Every year the Idaho Division of Veterans Services invites us to their Memorial Day Ceremony at the Idaho State Veterans Cemetery.  If you go this year, keep your eyes open for these very special coins. 

This year's ceremony will take place on Monday, May 27 at 10 a.m.  Those interested in attending can park at Optimist Park at Hill and Horseshoe Bend Roads to catch a shuttle to the ceremony before it begins.  If you've never been to it before, it's really something special to be part of. It includes a wreath presentation, aircraft fly over and representation by the Army, Marine Corps, Navy and Air Force.  As you walk around, you'll notice that each gravesite has been decorated with a single U.S. flag placed as a sign of respect for our fallen soldiers.

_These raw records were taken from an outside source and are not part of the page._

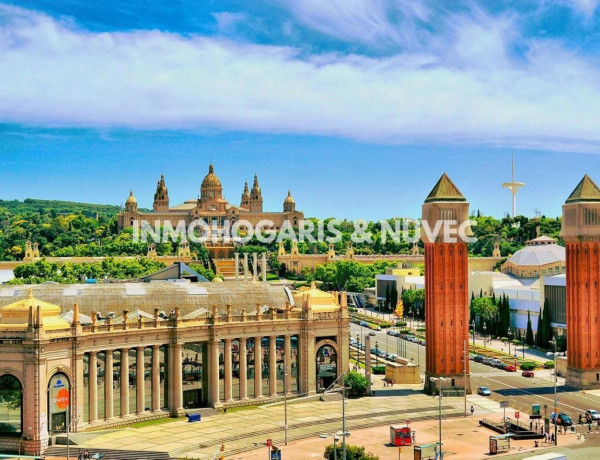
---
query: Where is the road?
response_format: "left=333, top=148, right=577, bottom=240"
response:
left=350, top=324, right=600, bottom=458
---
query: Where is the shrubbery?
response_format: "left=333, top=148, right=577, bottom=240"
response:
left=324, top=441, right=379, bottom=460
left=521, top=363, right=536, bottom=371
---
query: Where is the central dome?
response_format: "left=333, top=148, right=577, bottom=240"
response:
left=202, top=163, right=221, bottom=188
left=200, top=163, right=223, bottom=199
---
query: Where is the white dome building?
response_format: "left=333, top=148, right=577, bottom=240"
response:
left=501, top=236, right=567, bottom=278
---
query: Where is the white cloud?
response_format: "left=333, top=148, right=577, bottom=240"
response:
left=0, top=3, right=600, bottom=151
left=559, top=0, right=600, bottom=18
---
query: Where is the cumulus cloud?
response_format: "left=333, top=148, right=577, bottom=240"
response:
left=0, top=6, right=600, bottom=151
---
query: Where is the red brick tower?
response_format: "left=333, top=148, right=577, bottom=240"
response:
left=421, top=173, right=472, bottom=393
left=560, top=174, right=600, bottom=388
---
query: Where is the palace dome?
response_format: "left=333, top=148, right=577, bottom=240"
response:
left=202, top=163, right=221, bottom=188
left=283, top=190, right=296, bottom=204
left=125, top=190, right=137, bottom=204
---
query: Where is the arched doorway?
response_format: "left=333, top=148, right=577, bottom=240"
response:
left=0, top=374, right=23, bottom=436
left=316, top=344, right=337, bottom=392
left=48, top=372, right=71, bottom=436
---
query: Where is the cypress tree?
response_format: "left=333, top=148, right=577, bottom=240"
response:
left=525, top=310, right=533, bottom=346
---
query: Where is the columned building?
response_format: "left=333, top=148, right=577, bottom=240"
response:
left=421, top=173, right=471, bottom=393
left=560, top=174, right=600, bottom=388
left=0, top=282, right=349, bottom=455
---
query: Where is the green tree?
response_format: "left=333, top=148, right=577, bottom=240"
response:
left=525, top=311, right=533, bottom=346
left=323, top=442, right=379, bottom=460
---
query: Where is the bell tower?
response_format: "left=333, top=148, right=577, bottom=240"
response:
left=152, top=174, right=169, bottom=212
left=250, top=174, right=262, bottom=212
left=421, top=173, right=472, bottom=393
left=560, top=174, right=600, bottom=388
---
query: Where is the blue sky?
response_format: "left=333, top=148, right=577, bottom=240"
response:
left=0, top=0, right=600, bottom=219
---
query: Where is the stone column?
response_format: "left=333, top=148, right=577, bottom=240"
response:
left=135, top=347, right=146, bottom=414
left=121, top=348, right=129, bottom=417
left=240, top=337, right=248, bottom=399
left=169, top=343, right=183, bottom=417
left=254, top=337, right=262, bottom=398
left=223, top=339, right=232, bottom=402
left=152, top=345, right=160, bottom=412
left=234, top=252, right=240, bottom=281
left=104, top=350, right=114, bottom=420
left=269, top=336, right=277, bottom=396
left=89, top=351, right=98, bottom=423
left=210, top=340, right=221, bottom=407
left=283, top=335, right=292, bottom=394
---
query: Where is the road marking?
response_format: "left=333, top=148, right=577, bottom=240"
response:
left=483, top=377, right=582, bottom=412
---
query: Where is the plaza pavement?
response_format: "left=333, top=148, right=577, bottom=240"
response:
left=48, top=376, right=576, bottom=460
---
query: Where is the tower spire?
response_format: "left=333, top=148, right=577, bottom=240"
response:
left=502, top=154, right=525, bottom=219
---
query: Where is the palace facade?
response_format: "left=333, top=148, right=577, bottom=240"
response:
left=118, top=163, right=304, bottom=230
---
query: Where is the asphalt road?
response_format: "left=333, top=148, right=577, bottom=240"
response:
left=350, top=324, right=600, bottom=459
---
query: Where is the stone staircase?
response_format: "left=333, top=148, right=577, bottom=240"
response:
left=214, top=259, right=235, bottom=278
left=44, top=445, right=176, bottom=460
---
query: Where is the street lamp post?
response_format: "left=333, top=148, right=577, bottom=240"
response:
left=483, top=323, right=487, bottom=348
left=546, top=337, right=564, bottom=446
left=429, top=377, right=449, bottom=460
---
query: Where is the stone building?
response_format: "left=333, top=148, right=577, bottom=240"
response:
left=118, top=164, right=304, bottom=237
left=0, top=281, right=349, bottom=455
left=421, top=173, right=472, bottom=393
left=501, top=236, right=567, bottom=278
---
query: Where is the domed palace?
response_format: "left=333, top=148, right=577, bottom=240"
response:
left=118, top=163, right=304, bottom=250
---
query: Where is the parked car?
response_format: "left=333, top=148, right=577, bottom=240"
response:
left=477, top=387, right=492, bottom=396
left=550, top=412, right=573, bottom=426
left=585, top=409, right=600, bottom=421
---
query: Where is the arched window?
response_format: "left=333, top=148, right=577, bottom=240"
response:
left=317, top=345, right=337, bottom=391
left=48, top=372, right=71, bottom=436
left=0, top=374, right=23, bottom=436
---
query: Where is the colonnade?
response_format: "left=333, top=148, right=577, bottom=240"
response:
left=84, top=334, right=301, bottom=424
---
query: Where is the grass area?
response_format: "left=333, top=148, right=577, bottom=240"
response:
left=129, top=417, right=186, bottom=428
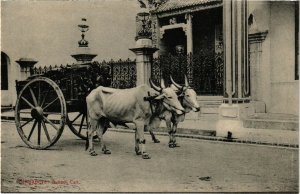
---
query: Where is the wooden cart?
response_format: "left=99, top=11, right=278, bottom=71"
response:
left=15, top=63, right=111, bottom=149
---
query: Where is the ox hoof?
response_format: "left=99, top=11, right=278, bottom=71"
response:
left=135, top=148, right=142, bottom=156
left=103, top=150, right=111, bottom=154
left=169, top=143, right=176, bottom=148
left=174, top=143, right=180, bottom=148
left=142, top=153, right=151, bottom=159
left=90, top=151, right=98, bottom=156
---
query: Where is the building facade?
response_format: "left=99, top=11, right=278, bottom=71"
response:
left=150, top=0, right=299, bottom=115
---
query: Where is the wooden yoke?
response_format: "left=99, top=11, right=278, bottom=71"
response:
left=144, top=92, right=159, bottom=115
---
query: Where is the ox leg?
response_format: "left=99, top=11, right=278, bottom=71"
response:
left=166, top=120, right=174, bottom=148
left=87, top=119, right=97, bottom=156
left=135, top=121, right=150, bottom=159
left=148, top=118, right=160, bottom=143
left=135, top=129, right=142, bottom=155
left=172, top=123, right=180, bottom=147
left=96, top=119, right=111, bottom=154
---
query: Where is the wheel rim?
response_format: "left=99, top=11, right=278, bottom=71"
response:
left=15, top=77, right=66, bottom=149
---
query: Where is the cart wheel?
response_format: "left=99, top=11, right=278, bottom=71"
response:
left=15, top=77, right=67, bottom=149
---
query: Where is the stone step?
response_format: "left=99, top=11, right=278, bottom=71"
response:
left=243, top=113, right=299, bottom=131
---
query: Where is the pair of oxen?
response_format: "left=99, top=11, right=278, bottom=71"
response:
left=86, top=76, right=200, bottom=159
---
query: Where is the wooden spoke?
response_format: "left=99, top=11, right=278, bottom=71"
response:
left=28, top=86, right=38, bottom=106
left=20, top=118, right=34, bottom=128
left=27, top=120, right=37, bottom=141
left=43, top=116, right=58, bottom=131
left=19, top=109, right=31, bottom=114
left=42, top=121, right=51, bottom=142
left=78, top=115, right=85, bottom=134
left=38, top=121, right=41, bottom=145
left=71, top=113, right=82, bottom=123
left=43, top=97, right=59, bottom=110
left=41, top=89, right=50, bottom=107
left=21, top=96, right=34, bottom=108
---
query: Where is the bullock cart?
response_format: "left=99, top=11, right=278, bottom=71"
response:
left=15, top=62, right=110, bottom=149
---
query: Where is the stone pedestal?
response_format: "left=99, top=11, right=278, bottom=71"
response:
left=129, top=38, right=158, bottom=86
left=216, top=103, right=254, bottom=138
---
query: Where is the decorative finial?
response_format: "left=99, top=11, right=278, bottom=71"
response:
left=78, top=18, right=89, bottom=47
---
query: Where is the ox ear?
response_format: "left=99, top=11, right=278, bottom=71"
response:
left=154, top=94, right=165, bottom=100
left=170, top=84, right=180, bottom=92
left=160, top=79, right=166, bottom=89
left=170, top=75, right=182, bottom=89
left=184, top=75, right=189, bottom=87
left=149, top=79, right=162, bottom=92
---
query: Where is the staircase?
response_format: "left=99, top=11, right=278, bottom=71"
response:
left=178, top=96, right=223, bottom=135
left=243, top=113, right=299, bottom=131
left=186, top=96, right=223, bottom=120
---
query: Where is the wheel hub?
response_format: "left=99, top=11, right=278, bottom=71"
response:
left=31, top=106, right=44, bottom=120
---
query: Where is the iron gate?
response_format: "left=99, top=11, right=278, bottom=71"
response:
left=151, top=51, right=224, bottom=95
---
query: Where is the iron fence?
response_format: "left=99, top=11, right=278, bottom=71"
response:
left=151, top=51, right=224, bottom=95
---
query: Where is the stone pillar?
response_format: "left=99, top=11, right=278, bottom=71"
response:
left=216, top=0, right=253, bottom=137
left=16, top=58, right=38, bottom=80
left=249, top=31, right=268, bottom=113
left=129, top=38, right=158, bottom=86
left=185, top=13, right=193, bottom=54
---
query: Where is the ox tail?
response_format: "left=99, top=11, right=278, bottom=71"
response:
left=85, top=110, right=90, bottom=150
left=85, top=130, right=89, bottom=151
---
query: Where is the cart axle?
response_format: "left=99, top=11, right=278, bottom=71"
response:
left=31, top=106, right=44, bottom=121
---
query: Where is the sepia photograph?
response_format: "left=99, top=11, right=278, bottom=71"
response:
left=0, top=0, right=299, bottom=193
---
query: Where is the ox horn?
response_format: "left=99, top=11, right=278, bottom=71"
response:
left=149, top=79, right=161, bottom=92
left=184, top=75, right=189, bottom=87
left=170, top=75, right=182, bottom=89
left=160, top=79, right=166, bottom=89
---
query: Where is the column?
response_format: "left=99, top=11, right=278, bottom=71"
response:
left=216, top=0, right=254, bottom=138
left=185, top=13, right=193, bottom=54
left=129, top=38, right=158, bottom=86
left=249, top=31, right=268, bottom=113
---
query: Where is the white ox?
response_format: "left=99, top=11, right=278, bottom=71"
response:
left=86, top=81, right=184, bottom=159
left=148, top=76, right=200, bottom=148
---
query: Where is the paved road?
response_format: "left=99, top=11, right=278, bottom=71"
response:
left=1, top=122, right=298, bottom=192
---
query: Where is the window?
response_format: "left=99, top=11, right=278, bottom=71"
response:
left=1, top=52, right=8, bottom=90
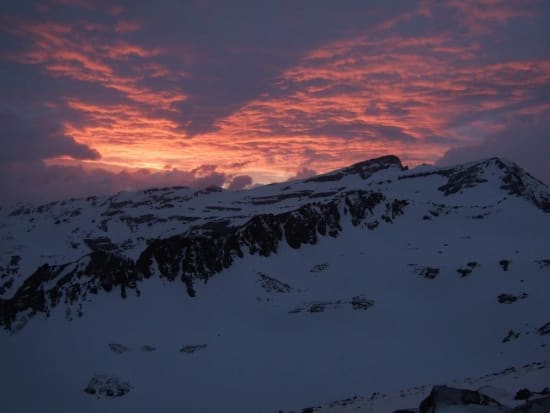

Get a little closer and you may notice coins on some of the headstones as well. Why are they there and what do they mean? According to Snopes, each denomination of coin left behind by visitors represents a different message to the fallen soldier's family.

  • Penny: Means you visited to pay respect.
  • Nickel: Means you were part of boot camp at the same time as the fallen soldier.
  • Dime: Means you served with the fallen soldier at sometime during their time in the service.
  • Quarter: Means you were present when the soldier was killed.

It's also not uncommon to find coins that don't fit the description of US currency on the stones as well.  These may be challenge coins representing a branch of the military, unit or mission.

So what happens to all of those coins? If they're left in a national or state veterans cemeteries, they're usually collected and put toward either the burial costs for needy veterans or upkeep of the facility.